Automatic Modulation Classification in Impulsive Noise: Hyperbolic-Tangent Cyclic Spectrum and Multibranch Attention Shuffle Network

Abstract

Automatic modulation classification plays an essential role in cognitive communication systems. Traditional automatic modulation classification approaches are primarily developed under Gaussian noise assumptions. Nevertheless, recent empirical studies show that the impulsive noise has emerged in numerous wireless communication systems. The bursty nature of impulsive noise fundamentally challenges the applicability of traditional automatic modulation classification approaches. In order to accurately identify the modulation schemes in impulsive noise environment, in this paper, we propose a novel modulation classification approach through using hyperbolic-tangent cyclic spectrum and multi-branch attention shuffle neural networks.
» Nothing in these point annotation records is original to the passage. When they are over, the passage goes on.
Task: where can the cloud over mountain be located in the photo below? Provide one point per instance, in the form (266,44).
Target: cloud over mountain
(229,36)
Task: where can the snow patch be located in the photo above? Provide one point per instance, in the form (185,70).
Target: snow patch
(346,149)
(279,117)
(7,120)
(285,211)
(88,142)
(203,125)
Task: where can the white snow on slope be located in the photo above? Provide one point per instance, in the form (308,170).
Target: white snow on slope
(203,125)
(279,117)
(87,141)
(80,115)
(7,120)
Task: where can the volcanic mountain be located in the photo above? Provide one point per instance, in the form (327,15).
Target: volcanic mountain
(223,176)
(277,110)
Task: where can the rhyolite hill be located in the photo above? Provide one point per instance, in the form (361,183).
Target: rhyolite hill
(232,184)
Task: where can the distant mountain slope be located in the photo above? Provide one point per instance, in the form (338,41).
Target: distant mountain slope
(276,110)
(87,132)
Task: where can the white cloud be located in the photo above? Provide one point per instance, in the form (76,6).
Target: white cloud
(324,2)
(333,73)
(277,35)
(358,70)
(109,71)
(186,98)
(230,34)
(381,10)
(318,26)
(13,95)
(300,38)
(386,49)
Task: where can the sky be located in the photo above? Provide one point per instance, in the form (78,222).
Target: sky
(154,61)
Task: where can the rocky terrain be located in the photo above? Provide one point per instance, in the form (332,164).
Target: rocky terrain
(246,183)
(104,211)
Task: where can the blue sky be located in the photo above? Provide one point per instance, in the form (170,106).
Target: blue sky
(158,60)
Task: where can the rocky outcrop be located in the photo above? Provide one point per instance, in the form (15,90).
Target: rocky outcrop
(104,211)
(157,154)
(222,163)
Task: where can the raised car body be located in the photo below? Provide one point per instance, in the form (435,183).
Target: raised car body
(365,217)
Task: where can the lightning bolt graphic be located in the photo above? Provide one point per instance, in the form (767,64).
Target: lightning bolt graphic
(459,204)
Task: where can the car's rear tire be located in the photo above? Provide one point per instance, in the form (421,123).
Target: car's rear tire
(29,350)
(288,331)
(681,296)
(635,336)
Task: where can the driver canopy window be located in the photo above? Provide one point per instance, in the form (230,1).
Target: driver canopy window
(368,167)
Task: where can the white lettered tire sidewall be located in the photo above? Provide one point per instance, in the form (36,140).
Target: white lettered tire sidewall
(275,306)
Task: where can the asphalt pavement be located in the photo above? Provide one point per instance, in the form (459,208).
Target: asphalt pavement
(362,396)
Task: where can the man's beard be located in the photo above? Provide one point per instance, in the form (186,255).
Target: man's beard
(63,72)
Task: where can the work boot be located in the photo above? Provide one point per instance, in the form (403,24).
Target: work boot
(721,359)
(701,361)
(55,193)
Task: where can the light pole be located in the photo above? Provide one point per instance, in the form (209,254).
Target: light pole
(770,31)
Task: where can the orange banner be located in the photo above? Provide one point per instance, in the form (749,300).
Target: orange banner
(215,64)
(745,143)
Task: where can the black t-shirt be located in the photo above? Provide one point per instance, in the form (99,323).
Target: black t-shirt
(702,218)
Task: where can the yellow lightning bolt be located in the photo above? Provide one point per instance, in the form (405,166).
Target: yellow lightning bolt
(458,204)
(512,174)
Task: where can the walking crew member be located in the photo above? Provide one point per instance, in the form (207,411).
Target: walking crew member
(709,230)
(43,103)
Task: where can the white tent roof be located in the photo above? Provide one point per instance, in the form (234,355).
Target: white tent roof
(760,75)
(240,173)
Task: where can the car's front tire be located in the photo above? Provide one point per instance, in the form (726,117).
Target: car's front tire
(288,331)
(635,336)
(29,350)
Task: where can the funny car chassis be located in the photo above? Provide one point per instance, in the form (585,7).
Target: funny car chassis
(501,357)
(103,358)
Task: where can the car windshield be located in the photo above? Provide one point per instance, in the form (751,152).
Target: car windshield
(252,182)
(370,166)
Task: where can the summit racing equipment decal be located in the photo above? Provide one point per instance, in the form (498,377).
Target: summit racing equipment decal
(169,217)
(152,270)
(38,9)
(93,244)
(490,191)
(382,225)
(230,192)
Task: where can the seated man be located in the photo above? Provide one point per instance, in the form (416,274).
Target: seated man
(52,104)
First, based on the designed hyperbolic-tangent autocorrelation function, hyperbolic-tangent cyclic spectrum is proposed to effectively suppress impulsive noise and extract the discriminating features. Then, based on the hyperbolic-tangent cyclic spectrum, a novel deep shuffle neural network is proposed as a classifier to perform the modulation classification through multi-branch attention mechanism to reweight all features. Both numerical and real-data experimental results demonstrate that the proposed algorithm can correctly classify modulation schemes with high accuracy and robustness in impulsive noise.